Multimedia presentations may be viewed in person on stage, projected, transmitted, or played locally with a media player. A broadcast may be a live or recorded multimedia presentation. Broadcasts and recordings can be either analogue or digital electronic media technology. Digital online multimedia may be downloaded or streamed. Streaming multimedia may be live or on-demand.
Multimedia games and simulations may be used in a physical environment with special effects, with multiple users in an online network, or locally with an off-line computer, game system, or simulator. The various formats of technological or digital multimedia may be intended to enhance the users’ experience, for example to make it easier and faster to convey information. Or in entertainment or art, to transcend everyday experience.
Enhanced levels of interactivity are made possible by combining multiple forms of media content. Online multimedia is increasingly becoming object-oriented and data-driven, enabling applications with collaborative end-user innovation and personalisation on multiple forms of content over time.

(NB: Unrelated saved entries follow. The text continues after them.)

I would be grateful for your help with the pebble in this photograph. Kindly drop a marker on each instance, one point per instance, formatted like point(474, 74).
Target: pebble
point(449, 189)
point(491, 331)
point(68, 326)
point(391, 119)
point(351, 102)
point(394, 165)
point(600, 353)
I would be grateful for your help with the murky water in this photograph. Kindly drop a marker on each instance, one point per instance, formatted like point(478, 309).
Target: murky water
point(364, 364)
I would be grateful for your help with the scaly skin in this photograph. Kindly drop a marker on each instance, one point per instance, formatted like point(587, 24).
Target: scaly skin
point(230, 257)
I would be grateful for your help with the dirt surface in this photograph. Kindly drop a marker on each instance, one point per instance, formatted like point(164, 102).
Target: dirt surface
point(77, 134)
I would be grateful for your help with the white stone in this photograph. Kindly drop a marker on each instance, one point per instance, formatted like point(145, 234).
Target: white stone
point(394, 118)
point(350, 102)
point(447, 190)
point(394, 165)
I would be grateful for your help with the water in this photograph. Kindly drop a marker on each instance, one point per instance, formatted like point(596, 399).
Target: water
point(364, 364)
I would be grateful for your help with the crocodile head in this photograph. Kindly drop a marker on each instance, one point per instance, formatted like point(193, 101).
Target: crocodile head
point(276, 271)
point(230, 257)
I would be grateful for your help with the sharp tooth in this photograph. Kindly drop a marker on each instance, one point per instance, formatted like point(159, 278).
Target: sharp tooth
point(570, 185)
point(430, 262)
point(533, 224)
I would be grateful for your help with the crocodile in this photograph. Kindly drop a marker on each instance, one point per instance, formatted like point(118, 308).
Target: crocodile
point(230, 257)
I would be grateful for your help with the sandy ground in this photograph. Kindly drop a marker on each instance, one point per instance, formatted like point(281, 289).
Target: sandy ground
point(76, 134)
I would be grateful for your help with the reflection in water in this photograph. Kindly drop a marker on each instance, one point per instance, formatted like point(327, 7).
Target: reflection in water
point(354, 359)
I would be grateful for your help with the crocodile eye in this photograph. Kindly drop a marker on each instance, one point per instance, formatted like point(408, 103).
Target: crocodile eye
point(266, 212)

Examples of these range from multiple forms of content on Web sites like photo galleries with both images (pictures) and title (text) user-updated, to simulations whose co-efficient, events, illustrations, animations or videos are modifiable, allowing the multimedia “experience” to be altered without reprogramming. In addition to seeing and hearing, Hap tic technology enables virtual objects to be felt. Emerging technology involving illusions of taste and smell may also enhance the multimedia experience.